5.3. Latency, Memory, and CPU Profile

The pipeline is designed to execute within tight real-time and hardware constraints. Overall memory usage remains under 150 MB, including approximately 1.2 MB for the LSTM and less than 200 KB for the Isolation Forest. In terms of latency, the end-to-end inference time per 5 s window is roughly 42 ms on the Jetson Nano and 60 ms on the Raspberry Pi 4. CPU demand is similarly modest, with peak utilization staying below 60% of available compute capacity. These characteristics allow the system to run concurrently with mission-critical processes such as control loops and telemetry logging.

5.4. Energy Robustness and Communication Independence

To support autonomy under degraded conditions, the architecture integrates several robustness mechanisms into its core design. All computations and decision-making occur locally, avoiding reliance on cloud services or external infrastructure. The LSTM model is configured for early stopping and batch inference, helping to reduce power consumption during sustained operations. In addition, data logging and transmission parameters can be flexibly adjusted to match available energy and mission requirements. This combination of strategies ensures consistent behavior in power-constrained, communication-denied, or safety-critical environments typical of UAV and industrial settings.

6. Experimental Setup

This section outlines the datasets, synthetic fault injection strategies, embedded runtime environment, and evaluation metrics used to benchmark the proposed anomaly detection system under realistic edge deployment conditions.
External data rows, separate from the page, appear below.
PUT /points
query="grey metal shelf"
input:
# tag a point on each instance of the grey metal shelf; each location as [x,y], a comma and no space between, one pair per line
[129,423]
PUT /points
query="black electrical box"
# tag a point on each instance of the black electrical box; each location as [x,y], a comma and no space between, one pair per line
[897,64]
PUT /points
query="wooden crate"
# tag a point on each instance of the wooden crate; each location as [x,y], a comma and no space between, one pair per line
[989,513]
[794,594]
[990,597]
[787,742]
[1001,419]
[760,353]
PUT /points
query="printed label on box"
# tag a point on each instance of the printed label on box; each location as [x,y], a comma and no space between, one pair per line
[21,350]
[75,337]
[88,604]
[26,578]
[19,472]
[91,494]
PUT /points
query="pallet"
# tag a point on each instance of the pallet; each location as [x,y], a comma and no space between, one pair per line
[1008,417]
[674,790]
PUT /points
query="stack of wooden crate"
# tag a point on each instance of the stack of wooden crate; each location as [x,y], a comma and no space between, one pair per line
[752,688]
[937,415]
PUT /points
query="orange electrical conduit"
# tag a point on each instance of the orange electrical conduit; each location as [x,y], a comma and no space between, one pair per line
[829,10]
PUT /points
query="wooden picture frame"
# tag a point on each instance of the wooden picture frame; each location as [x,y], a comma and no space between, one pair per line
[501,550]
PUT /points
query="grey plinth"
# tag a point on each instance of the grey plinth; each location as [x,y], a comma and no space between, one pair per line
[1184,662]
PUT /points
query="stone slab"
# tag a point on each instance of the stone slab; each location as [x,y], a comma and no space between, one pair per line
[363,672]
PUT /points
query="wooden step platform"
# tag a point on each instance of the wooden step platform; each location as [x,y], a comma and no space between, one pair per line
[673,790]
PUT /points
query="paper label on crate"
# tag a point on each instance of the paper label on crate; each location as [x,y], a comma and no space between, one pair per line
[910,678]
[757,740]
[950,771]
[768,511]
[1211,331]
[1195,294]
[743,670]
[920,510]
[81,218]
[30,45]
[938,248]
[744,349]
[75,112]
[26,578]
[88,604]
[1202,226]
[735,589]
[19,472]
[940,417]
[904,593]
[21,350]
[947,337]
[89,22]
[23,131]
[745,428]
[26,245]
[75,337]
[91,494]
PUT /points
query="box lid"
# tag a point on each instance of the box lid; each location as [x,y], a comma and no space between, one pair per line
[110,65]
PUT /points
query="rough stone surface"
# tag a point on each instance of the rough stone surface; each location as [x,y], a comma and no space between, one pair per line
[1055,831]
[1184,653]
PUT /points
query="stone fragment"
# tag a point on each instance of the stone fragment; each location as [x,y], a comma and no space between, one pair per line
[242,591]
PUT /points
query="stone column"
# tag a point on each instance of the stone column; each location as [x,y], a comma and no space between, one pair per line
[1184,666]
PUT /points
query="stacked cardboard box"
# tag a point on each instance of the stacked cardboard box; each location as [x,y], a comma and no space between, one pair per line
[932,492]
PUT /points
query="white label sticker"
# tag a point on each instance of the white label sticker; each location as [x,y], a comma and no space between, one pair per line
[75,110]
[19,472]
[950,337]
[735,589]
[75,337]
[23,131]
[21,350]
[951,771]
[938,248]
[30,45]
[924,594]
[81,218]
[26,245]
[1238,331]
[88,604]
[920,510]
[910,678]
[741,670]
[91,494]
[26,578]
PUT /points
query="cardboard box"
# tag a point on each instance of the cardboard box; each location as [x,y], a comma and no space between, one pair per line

6.1. UAV Telemetry Datasets

We validated the system using publicly available PX4 flight logs released by the Dronecode project (https://review.px4.io/). These logs contain high-frequency, multichannel telemetry data recorded from real UAV missions in diverse flight regimes, covering both nominal behaviors—such as waypoint navigation, hovering, and landing—and anomalous segments involving abrupt maneuvers, actuator faults, and sensor inconsistencies.
Importantly, several PX4 logs also contain authentic actuator and sensor malfunctions (e.g., transient motor dropouts and IMU glitches), which were incorporated into the evaluation to complement the synthetic anomaly injections. One representative case is shown in Figure 4.
Each log comprises up to 60 telemetry channels sampled between 10 and 50 Hz, spanning inertial sensors (gyroscope, accelerometer, and magnetometer), actuator outputs (motor speeds and servo angles), positioning data (GPS coordinates [2], altitude, and velocity), and control inputs (throttle, pitch, roll, and yaw setpoints).
For model development, we retained the top 16 channels based on variance and correlation analysis. All channels were normalized per flight to ensure unit consistency and model generalization.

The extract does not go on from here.